Letters to the Editor: Wesleyan’s 19th-Century Impact

I’m writing humbly to ask that you correct the lead statement in the President’s Letter for the Spring 2022 Wesleyan University Magazine. Specifically, I believe that the characterization of Wesleyan as a “small, parochial school that aimed to train ministers” decisively and dramatically undercuts the school’s and the denomination’s place in the political, educational, and formational realities of 19thcentury America. In reality “(t)here is much to be proud of, much to build upon” from Wesleyan’s founding to the present. Wesleyan led the way in and enabled 19thcentury Methodism’s launch of universities to equip its clergy and empower its laity—Boston, Northwestern, Southern California, Syracuse, Denver, Emory, Duke, SMU,  Ohio Wesleyan, and American—plus many, many fine colleges.

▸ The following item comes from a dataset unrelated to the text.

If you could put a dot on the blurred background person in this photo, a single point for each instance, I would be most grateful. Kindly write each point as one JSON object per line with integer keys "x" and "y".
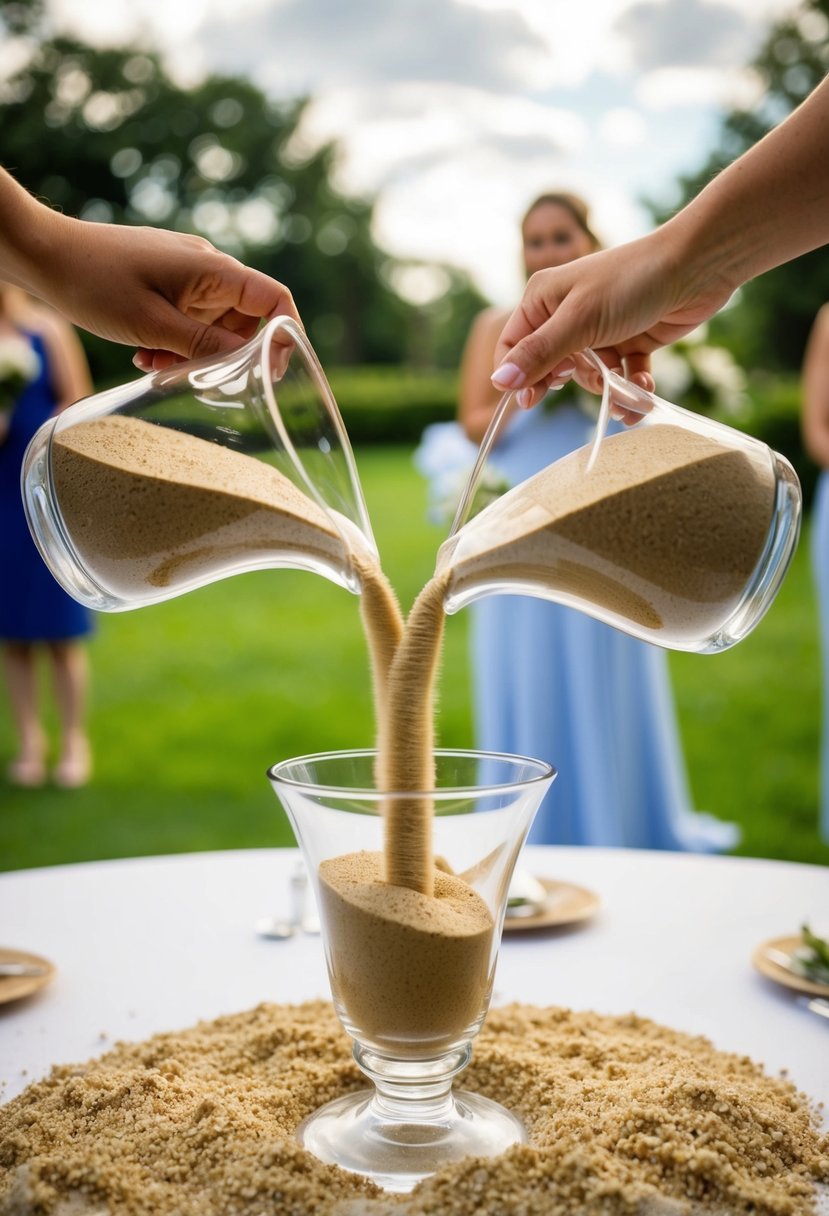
{"x": 550, "y": 681}
{"x": 816, "y": 439}
{"x": 35, "y": 614}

A reread of my fraternity brother David Potts’s [’60] book, Wesleyan University, 1831-1910: Collegiate Enterprise in New England, ought to yield a very different judgment about college and church than in that President’s Letter. Indeed, in my own scholarship, Methodism and Wesleyan loom large in American history and—check my 25 books on Methodism and denominationalism—David Potts actually understates Wesleyan’s importance nationally.

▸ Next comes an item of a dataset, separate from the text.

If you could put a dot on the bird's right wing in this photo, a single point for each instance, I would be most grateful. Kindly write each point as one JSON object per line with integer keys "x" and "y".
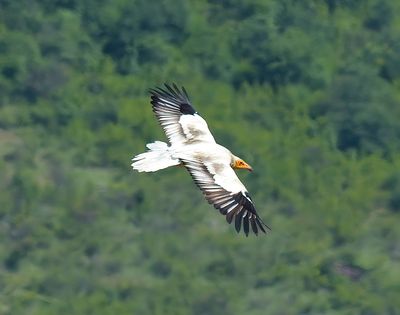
{"x": 176, "y": 115}
{"x": 223, "y": 189}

By mid-century, Methodism had become the largest Protestant denomination and played decisive roles on various fronts in the events leading up to the Civil War, in the war efforts by both men and women, and in Reconstruction. Until the very late 19th century, Wesleyan was Methodism’s national university, its Oxford or Cambridge. Its graduates helped the church commit to founding an impressive array of colleges, named above. The college list is immense.

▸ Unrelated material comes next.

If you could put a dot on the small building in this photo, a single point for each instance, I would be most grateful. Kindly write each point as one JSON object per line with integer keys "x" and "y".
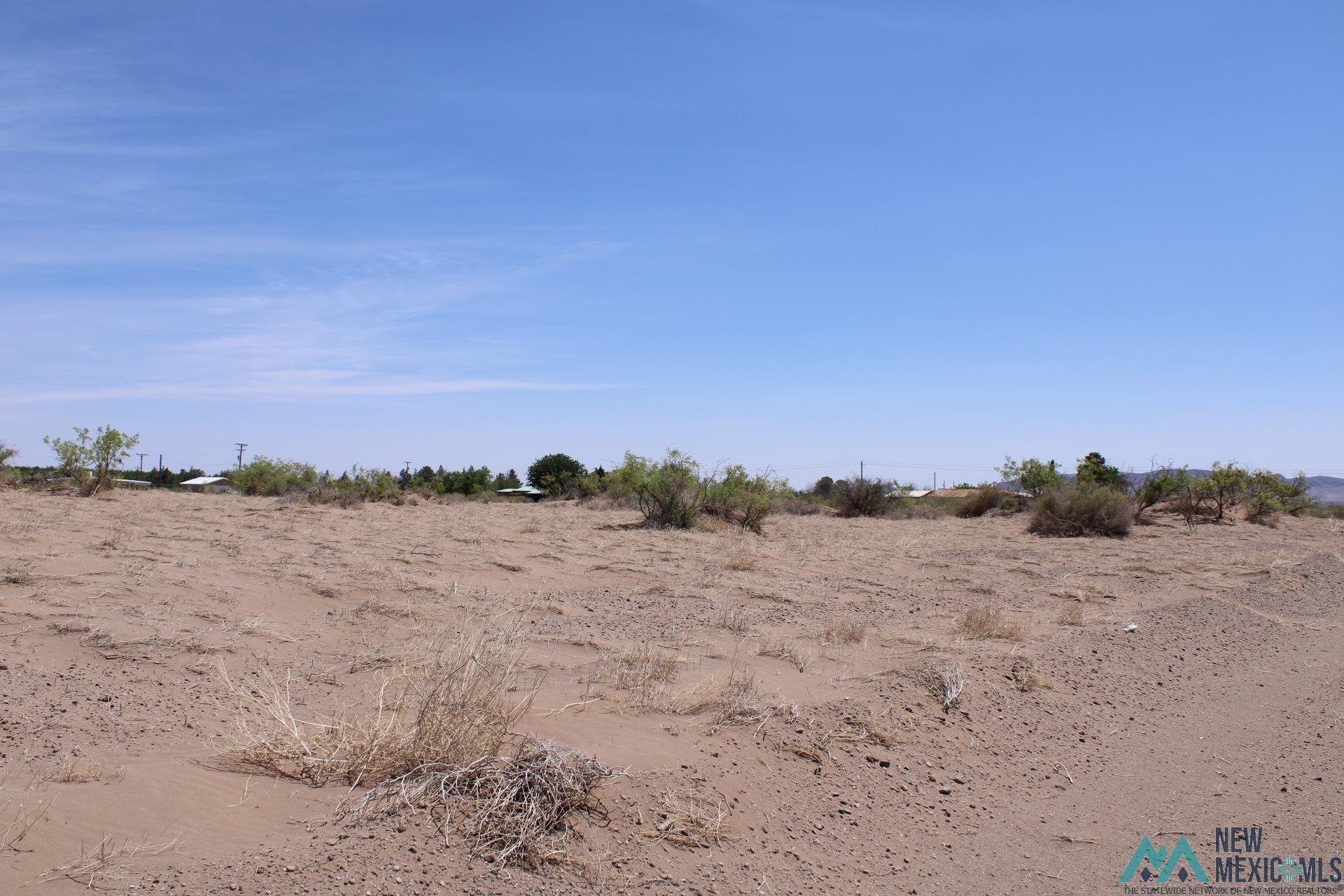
{"x": 211, "y": 484}
{"x": 523, "y": 492}
{"x": 953, "y": 493}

Why the efforts by Methodists? Because with very few exceptions state schools functioned as Presbyterian/Congregational institutions as did their own schools. Both state and other denominational schools sought to woo Methodist enrollees into their camp. (For vivid depiction of the threat, see the case the schools’ president made for Wesleyan in his publications (The Works of Stephen Olin, 2: 242-45, 249, 251). By contrast, opening their universities, colleges, and schools to others—other Protestants to be sure—Wesleyan’s founders and counterparts offered educational resources and instruction that served the common good.

To be sure, Wesleyan equipped the denominational leadership, but they, in turn, played important roles in shaping and encouraging their membership in the urban and small-town churches that Methodism spread across the continent. Far more influential than clergy today, Wesleyan grads headed the church’s publishing empire which produced a huge array of books, periodicals, and weeklies. Methodism’s Christian Advocate (1826–) gained the widest readership of any serial in 19th-century America. That weekly—filled with news religious, societal, and general, and staffed by Wesleyan and its educational offspring—kept readers across the continent up to date on matters of national interest and importance. The Methodist Review (1818–), of which I am now editor, served a readership typified by Wesleyan’s graduates.

So, on behalf of others in my class who entered when Wesleyan still required chapel attendance (including my Jewish roommate), I’d urge you to reclaim memories of our school’s efforts from the start to be “first-rate,” to staff itself with faculty who wrote and taught, and to empower its students to lead our society and nation on various fronts.